The Brownsville Herald
- Type: Daily newspaper
- Format: Broadsheet
- Owner: AIM Media Texas
- Publisher: Stephan Wingert
- Editor: Michael Rodriguez
- Opinion editor: Carlos Rodriguez
- Founded: July 4, 1892; 133 years ago (as the Daily Herald)
- Language: English
- Headquarters: 222 N. Expressway 77/83, Suite 176, Brownsville, Texas, U.S. 78521
- Circulation: 6,283 (as of 2023)
- Sister newspapers: El Nuevo Heraldo
- ISSN: 0894-2064
- Website: myrgv.com/the-brownsville-herald

= The Brownsville Herald =

Newspaper in Brownsville, Texas, United States

The Brownsville Herald is a newspaper based in Brownsville, Texas, United States. Along with the Valley Morning Star and The Monitor, the Herald is part of MyRGV, the umbrella publication company for the three newspapers.

== History ==
Jesse O. Wheeler, a newspaperman from Victoria, purchased Brownsville's Cosmopolitan newspaper in 1892 and renamed it the Brownsville Herald. In early years, the paper voiced concern for the need of a railroad connection to the north and a bridge to the nearby city of Matamoros, Mexico. A bridge opened in 1910.

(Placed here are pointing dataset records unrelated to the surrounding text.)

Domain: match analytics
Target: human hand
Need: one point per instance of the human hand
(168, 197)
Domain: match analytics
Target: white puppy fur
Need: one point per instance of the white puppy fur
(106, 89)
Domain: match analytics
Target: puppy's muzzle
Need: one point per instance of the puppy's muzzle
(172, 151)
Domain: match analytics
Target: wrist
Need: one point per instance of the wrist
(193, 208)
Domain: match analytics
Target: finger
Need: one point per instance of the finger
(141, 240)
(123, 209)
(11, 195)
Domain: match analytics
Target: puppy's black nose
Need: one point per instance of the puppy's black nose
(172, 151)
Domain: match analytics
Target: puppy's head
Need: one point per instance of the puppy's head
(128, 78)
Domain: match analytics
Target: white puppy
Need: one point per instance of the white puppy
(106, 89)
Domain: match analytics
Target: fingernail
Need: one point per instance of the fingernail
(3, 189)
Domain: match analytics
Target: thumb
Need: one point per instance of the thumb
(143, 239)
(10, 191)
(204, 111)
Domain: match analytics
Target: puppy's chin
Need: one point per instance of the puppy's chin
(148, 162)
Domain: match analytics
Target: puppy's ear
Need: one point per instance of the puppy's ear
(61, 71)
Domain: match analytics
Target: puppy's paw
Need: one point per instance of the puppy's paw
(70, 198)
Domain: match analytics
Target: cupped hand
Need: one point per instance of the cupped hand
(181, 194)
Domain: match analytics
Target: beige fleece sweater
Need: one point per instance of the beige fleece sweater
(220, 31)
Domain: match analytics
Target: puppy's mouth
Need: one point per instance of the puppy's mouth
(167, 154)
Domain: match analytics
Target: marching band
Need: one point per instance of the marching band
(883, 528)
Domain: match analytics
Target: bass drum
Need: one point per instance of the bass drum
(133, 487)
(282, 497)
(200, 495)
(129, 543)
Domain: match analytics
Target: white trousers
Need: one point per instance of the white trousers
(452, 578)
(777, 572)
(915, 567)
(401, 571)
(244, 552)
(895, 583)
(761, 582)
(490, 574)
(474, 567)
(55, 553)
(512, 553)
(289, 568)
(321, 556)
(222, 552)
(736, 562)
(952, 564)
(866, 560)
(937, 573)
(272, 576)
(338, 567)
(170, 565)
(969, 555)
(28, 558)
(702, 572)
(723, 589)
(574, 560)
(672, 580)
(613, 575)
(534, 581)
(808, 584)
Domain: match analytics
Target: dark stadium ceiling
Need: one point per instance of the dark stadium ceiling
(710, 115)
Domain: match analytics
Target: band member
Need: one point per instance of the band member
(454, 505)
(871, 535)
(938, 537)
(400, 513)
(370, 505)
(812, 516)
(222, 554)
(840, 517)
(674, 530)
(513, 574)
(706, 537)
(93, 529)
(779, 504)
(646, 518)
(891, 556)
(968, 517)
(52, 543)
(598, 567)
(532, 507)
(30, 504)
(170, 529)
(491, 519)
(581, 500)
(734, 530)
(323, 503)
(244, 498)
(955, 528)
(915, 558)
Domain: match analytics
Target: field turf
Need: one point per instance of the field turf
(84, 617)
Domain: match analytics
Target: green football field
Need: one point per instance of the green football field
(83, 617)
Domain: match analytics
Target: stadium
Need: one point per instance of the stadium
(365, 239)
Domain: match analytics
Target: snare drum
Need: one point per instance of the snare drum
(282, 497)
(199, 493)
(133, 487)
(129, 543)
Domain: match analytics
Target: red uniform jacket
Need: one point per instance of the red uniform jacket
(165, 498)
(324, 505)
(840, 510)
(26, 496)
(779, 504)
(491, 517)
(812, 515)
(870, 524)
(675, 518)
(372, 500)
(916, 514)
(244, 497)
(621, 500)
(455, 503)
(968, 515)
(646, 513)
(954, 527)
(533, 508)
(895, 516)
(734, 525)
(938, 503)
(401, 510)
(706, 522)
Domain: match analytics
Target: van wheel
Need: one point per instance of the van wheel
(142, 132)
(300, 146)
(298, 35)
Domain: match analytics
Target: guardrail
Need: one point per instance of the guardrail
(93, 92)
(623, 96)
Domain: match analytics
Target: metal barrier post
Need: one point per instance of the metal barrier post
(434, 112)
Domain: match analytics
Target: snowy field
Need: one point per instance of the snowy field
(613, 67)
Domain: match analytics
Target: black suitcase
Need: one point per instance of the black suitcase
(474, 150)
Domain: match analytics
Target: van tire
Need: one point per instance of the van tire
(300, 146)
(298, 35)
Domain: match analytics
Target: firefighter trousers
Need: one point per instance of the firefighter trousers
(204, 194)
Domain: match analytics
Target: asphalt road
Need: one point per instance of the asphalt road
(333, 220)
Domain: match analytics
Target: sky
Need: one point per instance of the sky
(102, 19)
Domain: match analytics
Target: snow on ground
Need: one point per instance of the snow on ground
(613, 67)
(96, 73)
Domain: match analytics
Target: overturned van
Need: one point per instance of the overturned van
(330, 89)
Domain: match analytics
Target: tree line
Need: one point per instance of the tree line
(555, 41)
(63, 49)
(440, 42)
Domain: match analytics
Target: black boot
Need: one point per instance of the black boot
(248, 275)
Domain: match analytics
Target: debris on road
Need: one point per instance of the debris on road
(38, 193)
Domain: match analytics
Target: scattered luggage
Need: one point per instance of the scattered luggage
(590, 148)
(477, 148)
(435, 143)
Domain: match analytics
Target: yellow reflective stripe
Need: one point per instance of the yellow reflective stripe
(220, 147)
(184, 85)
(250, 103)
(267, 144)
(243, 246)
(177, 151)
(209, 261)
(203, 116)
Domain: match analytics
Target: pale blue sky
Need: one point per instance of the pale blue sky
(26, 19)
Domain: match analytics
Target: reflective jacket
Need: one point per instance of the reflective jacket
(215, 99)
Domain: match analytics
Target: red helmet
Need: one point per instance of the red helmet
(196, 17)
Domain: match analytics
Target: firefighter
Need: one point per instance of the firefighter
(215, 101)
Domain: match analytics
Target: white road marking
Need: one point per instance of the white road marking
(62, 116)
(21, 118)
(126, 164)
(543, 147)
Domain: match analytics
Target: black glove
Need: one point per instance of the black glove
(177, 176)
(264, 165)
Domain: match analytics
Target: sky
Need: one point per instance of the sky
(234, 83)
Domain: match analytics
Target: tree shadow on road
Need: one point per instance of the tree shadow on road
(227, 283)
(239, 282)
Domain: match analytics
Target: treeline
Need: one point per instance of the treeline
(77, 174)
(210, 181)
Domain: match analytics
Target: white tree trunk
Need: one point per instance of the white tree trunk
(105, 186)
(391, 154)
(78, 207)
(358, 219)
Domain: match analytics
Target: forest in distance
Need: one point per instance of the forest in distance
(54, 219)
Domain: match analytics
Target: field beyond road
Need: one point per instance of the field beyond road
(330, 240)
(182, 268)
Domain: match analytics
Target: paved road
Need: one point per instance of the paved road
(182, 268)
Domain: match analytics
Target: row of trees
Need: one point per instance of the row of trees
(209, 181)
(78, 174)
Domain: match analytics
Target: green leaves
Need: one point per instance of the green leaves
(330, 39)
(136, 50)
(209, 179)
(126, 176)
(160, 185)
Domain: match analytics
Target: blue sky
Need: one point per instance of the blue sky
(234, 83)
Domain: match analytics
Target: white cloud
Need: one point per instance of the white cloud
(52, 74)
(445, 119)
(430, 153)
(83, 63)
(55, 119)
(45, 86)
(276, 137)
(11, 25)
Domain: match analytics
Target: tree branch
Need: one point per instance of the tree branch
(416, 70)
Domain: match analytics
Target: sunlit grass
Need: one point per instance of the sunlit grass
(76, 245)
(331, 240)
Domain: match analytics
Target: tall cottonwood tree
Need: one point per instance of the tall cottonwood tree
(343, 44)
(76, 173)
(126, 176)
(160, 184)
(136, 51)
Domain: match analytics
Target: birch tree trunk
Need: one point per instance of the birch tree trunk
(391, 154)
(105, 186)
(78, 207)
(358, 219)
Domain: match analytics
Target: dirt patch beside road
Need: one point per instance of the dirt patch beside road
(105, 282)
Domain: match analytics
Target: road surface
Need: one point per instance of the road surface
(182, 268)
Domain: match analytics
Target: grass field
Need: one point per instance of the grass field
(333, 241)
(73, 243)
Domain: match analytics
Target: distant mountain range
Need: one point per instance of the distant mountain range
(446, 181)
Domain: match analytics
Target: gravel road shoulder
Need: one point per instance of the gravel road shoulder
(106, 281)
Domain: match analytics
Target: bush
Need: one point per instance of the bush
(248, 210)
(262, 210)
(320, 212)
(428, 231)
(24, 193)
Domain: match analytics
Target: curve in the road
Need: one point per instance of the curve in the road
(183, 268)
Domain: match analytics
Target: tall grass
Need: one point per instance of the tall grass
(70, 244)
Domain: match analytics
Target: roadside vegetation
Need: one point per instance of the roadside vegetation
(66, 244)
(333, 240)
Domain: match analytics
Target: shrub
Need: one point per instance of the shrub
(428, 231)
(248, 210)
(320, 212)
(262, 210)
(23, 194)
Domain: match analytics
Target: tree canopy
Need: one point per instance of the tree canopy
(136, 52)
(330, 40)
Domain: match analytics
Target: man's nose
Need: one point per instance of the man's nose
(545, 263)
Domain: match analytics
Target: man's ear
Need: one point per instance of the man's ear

It was owned by Freedom Communications until 2012, after Freedom filed for bankruptcy. Its papers in Texas — the Herald, Odessa American, Valley Morning Star of Harlingen, El Nuevo Heraldo, The Monitor of McAllen, The Mid Valley Town Crier of Weslaco, Coastal Current of South Padre Island, and a variety of other weekly and monthly publications — were sold to AIM Media Texas.